Já os restaurantes presenciais seguiriam liberados, desde que respeitada a distância mínima de dois metros entre clientes. O sistema self-service está proibido.

O novo decreto seria publicado hoje e as medidas são válidas por 30 dias. De acordo com assessoria de imprensa da prefeitura, a decisão atende a recomendação do Ministério Público.

Em Sumaré, o prefeito Luiz Dalben (Cidadania) determinou a suspensão temporária de funcionamento do comércio e a realização de festas, cultos religiosos e eventos com aglomeração. A exceção é para serviços essenciais, como supermercados, farmácias e restaurantes. A decisão consta no decreto anunciado às 22 horas desta sexta.

Somente poderão permanecer em atividade comércios de venda de produtos alimentícios (hipermercados, supermercados, minimercados, mercearias e afins, padarias, açougues, peixarias, feiras livres (feira food – não consumir no local), quitandas, padarias, centros de abastecimento e congêneres, restaurantes e lanchonetes (com distanciamento mínimo de 2 metros entre as mesas) e operações de delivery.

Também poderão manter as atividades os serviços e produtos de saúde (farmácias, drogarias, clínicas médicas e laboratórios) e postos de combustíveis, loja de conveniências, loja de alimentação para animais, distribuidora de gás e lojas de venda de água mineral.
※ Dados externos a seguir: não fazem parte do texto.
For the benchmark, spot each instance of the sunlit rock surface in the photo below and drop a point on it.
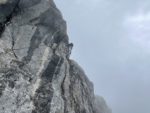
(36, 74)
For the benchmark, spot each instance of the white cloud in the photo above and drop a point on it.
(89, 3)
(138, 27)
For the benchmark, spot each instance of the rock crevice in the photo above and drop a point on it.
(36, 73)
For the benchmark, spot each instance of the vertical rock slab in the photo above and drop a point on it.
(36, 74)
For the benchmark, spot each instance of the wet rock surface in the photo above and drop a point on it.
(36, 74)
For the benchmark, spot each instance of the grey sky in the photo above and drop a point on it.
(112, 44)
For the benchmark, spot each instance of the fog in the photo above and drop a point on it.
(112, 43)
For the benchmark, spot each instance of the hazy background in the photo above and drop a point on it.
(112, 43)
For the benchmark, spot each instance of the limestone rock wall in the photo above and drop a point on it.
(36, 74)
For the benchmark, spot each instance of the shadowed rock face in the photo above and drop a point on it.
(36, 74)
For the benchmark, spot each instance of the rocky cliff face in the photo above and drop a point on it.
(36, 74)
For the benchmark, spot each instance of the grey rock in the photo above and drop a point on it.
(36, 74)
(101, 106)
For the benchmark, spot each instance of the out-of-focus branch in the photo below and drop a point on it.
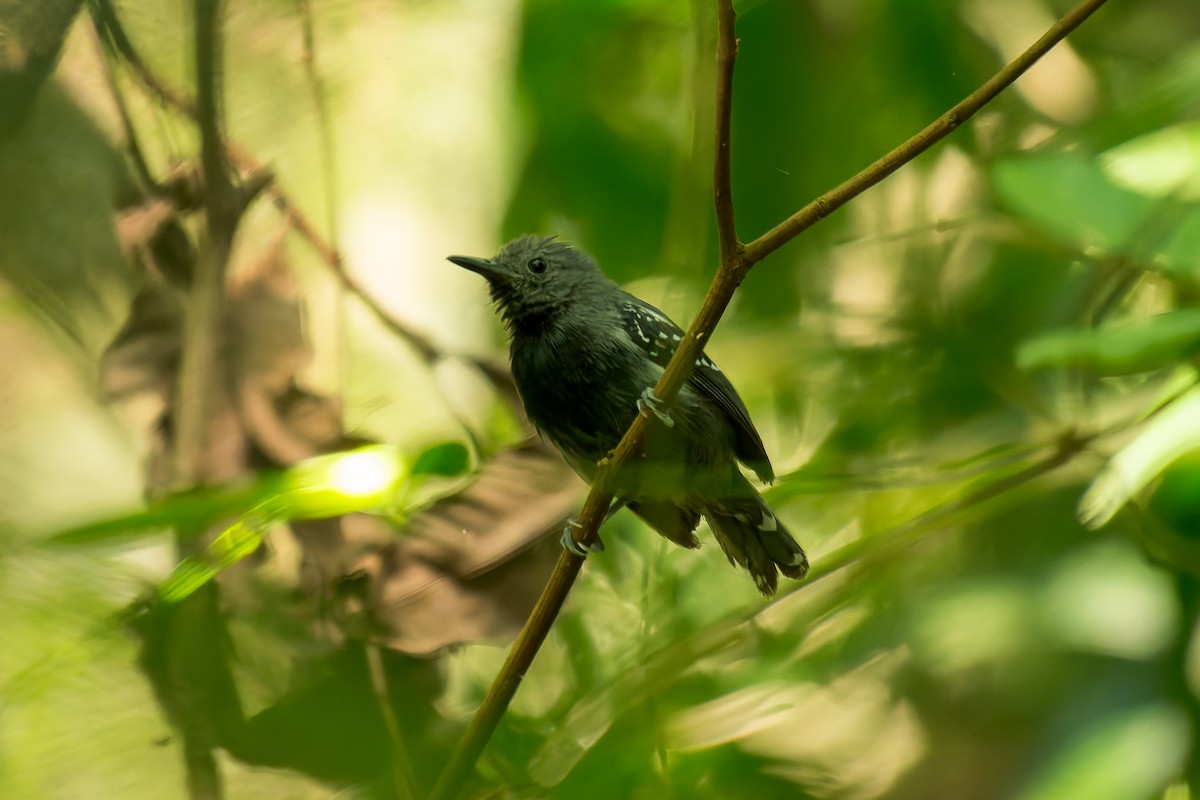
(496, 373)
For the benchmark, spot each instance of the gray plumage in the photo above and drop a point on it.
(583, 352)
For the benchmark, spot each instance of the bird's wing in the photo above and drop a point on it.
(658, 336)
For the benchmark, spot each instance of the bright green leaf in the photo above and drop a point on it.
(1167, 437)
(1129, 755)
(1069, 196)
(449, 459)
(1121, 348)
A relação de estabelecimentos poderá ser reavaliada a qualquer momento, segundo a assessoria de imprensa do governo municipal. Aqueles que desrespeitarem a suspensão de suas atividades terão seu alvará de funcionamento suspenso e, em caso de reincidência, cassado.

REFLEXOS

Nas cinco cidades da RPT, a pandemia do novo coronavírus tem afetado setores diversos, tanto públicos quanto privados, como educação, saúde, segurança, transporte, indústrias, comércio e lazer.

O vírus também tem tido repercussão entre americanenses que estão no exterior. Como prevenção, especialistas e entidades de saúde sugerem que a população se recolha e evite o contato social.